Die Auswertungen haben ergeben, dass auf der Ebene
sachspezifisch-funktionaler Kenntnisse, Fähigkeiten und Erfahrungen wenig
Divergenzen bestehen - abgesehen von der zu erwartenden Regularität, dass
ausländische Firmen aufgrund ihres stärkeren Computereinsatzes
EDV-Kenntnisse höher gewichten und als Folge ihrer internationalen
Ausrichtung mehr Fremdsprachenkenntnisse fordern. Offensichtlich gibt es in
der ökonomischen Produktion einen Kernbereich technisch-organisatorisch
determinierter Rollenqualifikationen, die kaum vom kulturellen Kontext des
Unternehmensstandorts abhängig sind. Erheblich mehr Entfaltungsspielraum
kommt solchen kulturellen Einflüssen im Bereich der generelleren
„extrafunktionalen“ Qualifikationen und der sozialen "Soft skills" zu - und
natürlich im noch diffuseren Feld persönlicher Charaktermerkmale, die keiner
institutionell geregelten Erzeugung und Abprüfung unterliegen.

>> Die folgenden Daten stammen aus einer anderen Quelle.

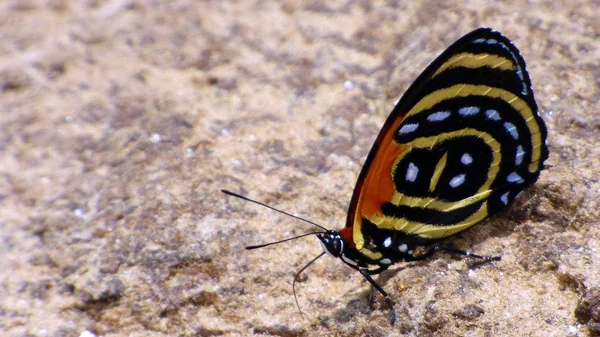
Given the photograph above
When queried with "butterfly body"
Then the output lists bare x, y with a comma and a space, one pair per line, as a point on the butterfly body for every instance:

3.3.1 „Allgemeine Bildung“
Generell ist zu vermuten, dass die dem fordistisch-tayloristschen
Produktionsmodell verhafteten Firmen der Südschweiz (und auch der Romandie)
ein relativ enges, auf spezifische Rollentätigkeiten zugeschnittenes
Qualifikationsprofil nachfragen, während vor allem die ausländischen Firmen
- aber auch die Deutschschweizer Betriebe - breitere , auch Aspekte der
"Allgemeinbildung" Fähigkeiten verlangen, wie sie für die Wahrnehmung
höherer individueller Selbstverantwortung sowie für die Teilnahme an
innovativen Prozessen und die optimale Ausschöpfung der neuen
IuK-Technologien die Voraussetzung bilden.

Tatsächlich zeigt es sich, dass hinsichtlich der Bewertung der "allgemeinen
Bildung" genau die postulierten Unterschiede bestehen - auch wenn
Dienstleistungsfirmen in allen Regionen dazu tendieren, diesem generellsten
Aspekt individueller Qualifikation ein etwas höheres Gewicht als
Industriebetriebe zu verleihen. Interessanterweise bleibt das scharfe relative Nachhinken der italienischen
Schweiz auch in den neueren, expandierenden Dienstleistungsbranchen sehr
deutlich erhalten, genauso wie in den grösseren Betrieben, in denen
ausnahmsweise sogar grössere Divergenzen als im KMU-Bereich bestehen.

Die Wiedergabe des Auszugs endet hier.